An authentic Quaker lace tablecloth is a hard-to-find item today. However, because of their beauty and durability, these tablecloths are still sought after, despite the fact that they are no longer being manufactured.
History of the Quaker Lace Tablecloth
Handmade lace used to be a thing of luxury that only the wealthy could afford in their homes. The invention of machine made lace affordable to middle class homes. In 1889, the three sons of a successful English carpet weaver named John Bromley started a textile business called Bromley manufacturing. The three brothers imported lace looms from Nottingham, England to pursue their vision of producing machine made lace textiles. In 1894, the company was renamed Lehigh Manufacturing, after the street name in Philadelphia where the factory was located. A second factory was opened, a short time later, just a little further up the same street. In 1911, the business was renamed Quaker Lace Company.
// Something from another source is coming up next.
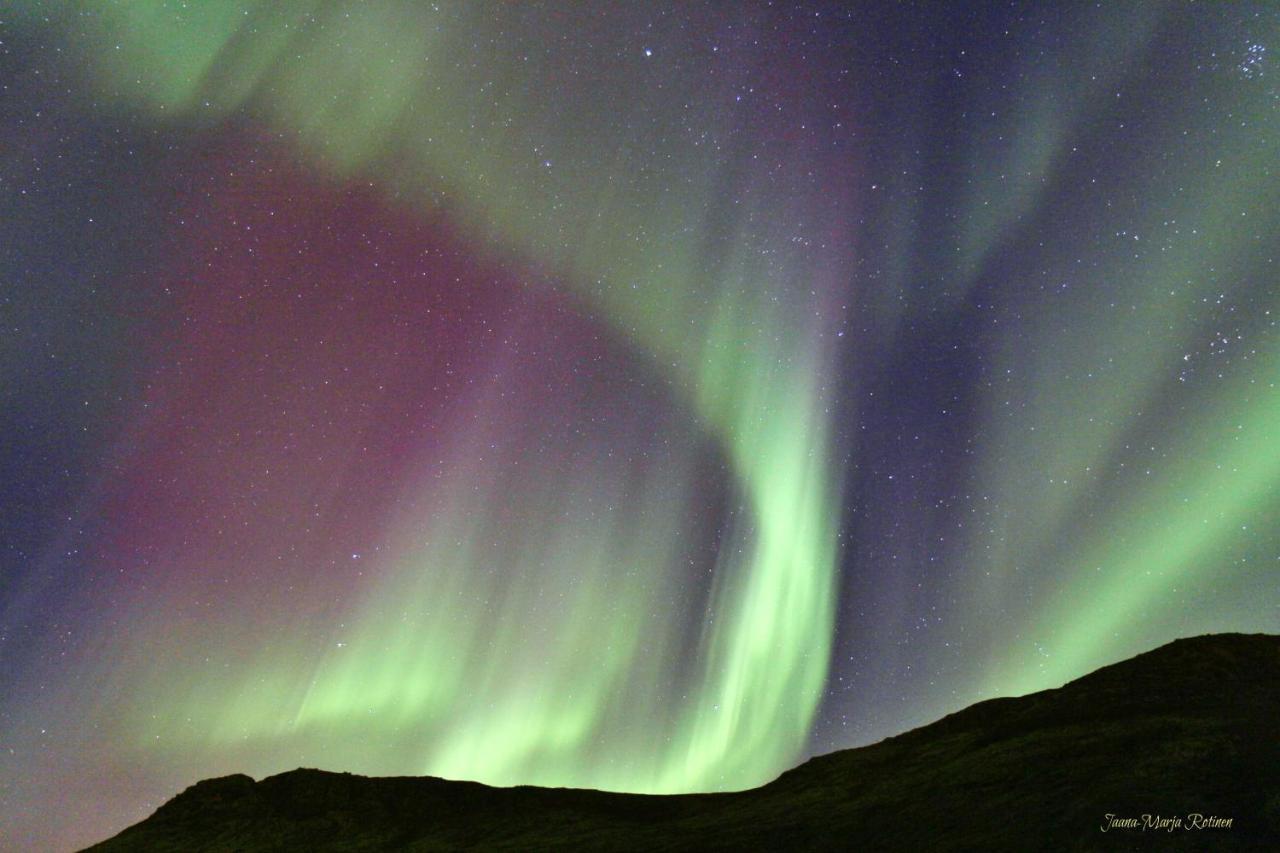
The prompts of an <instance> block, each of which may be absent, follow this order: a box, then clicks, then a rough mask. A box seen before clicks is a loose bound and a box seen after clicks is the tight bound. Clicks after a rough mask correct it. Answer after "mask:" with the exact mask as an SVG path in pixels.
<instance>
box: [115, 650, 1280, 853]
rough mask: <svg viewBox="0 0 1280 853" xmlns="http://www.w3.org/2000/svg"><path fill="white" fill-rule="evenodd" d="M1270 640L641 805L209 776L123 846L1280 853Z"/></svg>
mask: <svg viewBox="0 0 1280 853" xmlns="http://www.w3.org/2000/svg"><path fill="white" fill-rule="evenodd" d="M1277 725H1280V637H1274V635H1267V634H1252V635H1245V634H1215V635H1207V637H1196V638H1189V639H1181V640H1176V642H1174V643H1170V644H1167V646H1164V647H1161V648H1157V649H1155V651H1152V652H1147V653H1146V654H1140V656H1138V657H1134V658H1132V660H1128V661H1124V662H1121V663H1115V665H1112V666H1107V667H1103V669H1101V670H1098V671H1096V672H1093V674H1091V675H1087V676H1084V678H1082V679H1078V680H1075V681H1071V683H1070V684H1068V685H1065V686H1061V688H1057V689H1053V690H1043V692H1041V693H1033V694H1030V695H1024V697H1019V698H1004V699H991V701H988V702H979V703H978V704H974V706H972V707H969V708H965V710H964V711H960V712H957V713H952V715H950V716H947V717H943V719H942V720H938V721H937V722H934V724H932V725H927V726H923V727H920V729H915V730H913V731H908V733H905V734H902V735H899V736H896V738H890V739H887V740H882V742H881V743H877V744H873V745H869V747H863V748H859V749H846V751H842V752H836V753H831V754H827V756H822V757H818V758H813V760H810V761H808V762H805V763H804V765H801V766H799V767H796V768H794V770H791V771H788V772H786V774H783V775H782V776H780V777H778V779H776V780H774V781H772V783H769V784H767V785H764V786H762V788H756V789H754V790H748V792H739V793H731V794H681V795H663V797H658V795H640V794H613V793H603V792H594V790H573V789H550V788H527V786H526V788H489V786H486V785H481V784H477V783H465V781H445V780H440V779H431V777H390V779H366V777H362V776H353V775H349V774H337V772H325V771H319V770H294V771H291V772H285V774H280V775H278V776H271V777H269V779H264V780H262V781H253V780H252V779H250V777H248V776H241V775H237V776H225V777H221V779H210V780H206V781H201V783H198V784H196V785H193V786H192V788H188V789H187V790H184V792H183V793H180V794H179V795H177V797H175V798H173V799H172V800H169V802H168V803H165V804H164V806H161V807H160V808H159V809H157V811H156V812H155V815H152V816H151V817H148V818H147V820H145V821H142V822H141V824H137V825H134V826H132V827H129V829H127V830H124V831H123V833H120V834H119V835H116V836H115V838H111V839H109V840H106V841H102V843H101V844H97V845H95V847H92V848H90V849H91V850H95V852H96V853H116V852H120V850H183V852H192V850H428V849H430V850H436V849H481V850H493V849H509V850H534V849H573V850H580V849H589V850H686V849H687V850H716V849H721V850H742V849H758V850H774V849H786V850H803V849H812V850H826V849H870V850H886V849H887V850H893V849H913V848H915V849H922V850H923V849H928V850H1024V849H1025V850H1030V849H1053V850H1112V849H1121V850H1128V849H1147V848H1151V849H1187V850H1199V849H1251V850H1252V849H1258V850H1262V849H1268V850H1280V733H1277Z"/></svg>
The first lace textile that Quaker Lace produced was a lace curtain. As the popularity of machine made lace grew, Quaker Lace began looking for other products to make. In 1932, the company produced their first lace tablecloth. However, after World War II, the interest in lace products took a sharp decline. In response, Quaker Lace stopped production of their other lace products but continued to make lace tablecloths.
Quaker Lace Patterns
The most popular pattern for Quaker Lace tablecloths is called the White House. The weight of lace is considered an indicator of its quality. The weight is calculated by the yarn count per inch. Quaker Lace's White House pattern has the heaviest weight. The name was inspired from the lace tablecloth that was used during the Eisenhower administration.
The next highest quality pattern is called Gardenia. This floral pattern is thicker than most of the other Quaker lace patterns. Another floral pattern is called Rose Rhapsody.
Another popular pattern for Quaker Lace is called Religious. This lace pattern consists of Christian symbols such as praying hands, churches, Bibles and crosses.
These elegant lace tablecloths not only look beautiful for a formal dining table setting, they also look amazing on other types of furniture as a decorative home accent.
The Demise of Quaker Lace Company
Quaker Lace found success in the early 1900's because of the public's interest in lace products and the company's ability to make fashionable lace products affordable to middle class families. Unfortunately, changes in the textile industry and the declining market for lace products resulted in the first of many transitions for the company. In 1987, the factory at 4th and Lehigh ceased production of machine made lace on the Nottingham looms but continued to bleach, dye, cut and package the lace products, which were now being manufactured in Lionville, Pennsylvania and Winthrop, Maine. However, after several leading retail department stores which carried Quaker Lace products closed, the company finally had to declare bankruptcy in 1992.
A company by the name of Lorraine Linens bought the rights to the Quaker Lace name and patterns and attempted to continue the legacy of Quaker Lace products until it too had to file for bankruptcy in 2007.
Where to Find Quaker Lace Today
It is still possible to purchase a Quaker Lace tablecloth. It will take a little more looking and a bit more patience, however, these beautiful, durable tablecloths are worth the hunt if you can find one that has been well cared for. Although a lace tablecloth looks very fragile, Quaker Lace developed a chemical process that allows their tablecloths to withstand many launderings while still holding their shape. Also, machine made lace is very durable. Depending on the age of the tablecloth, many are considered vintage or antique. Others are considered authentic reproductions. You can start looking by visiting the following websites:
Regularly check the listings on sites like Ebay for vintage or antique lace tablecloths, as they will be a great resource. Another good resource for private sellers offering vintage items is Worthpoint.
Offline resources for these tablecloths could include yard sales, estate sales, thrift stores and flea markets.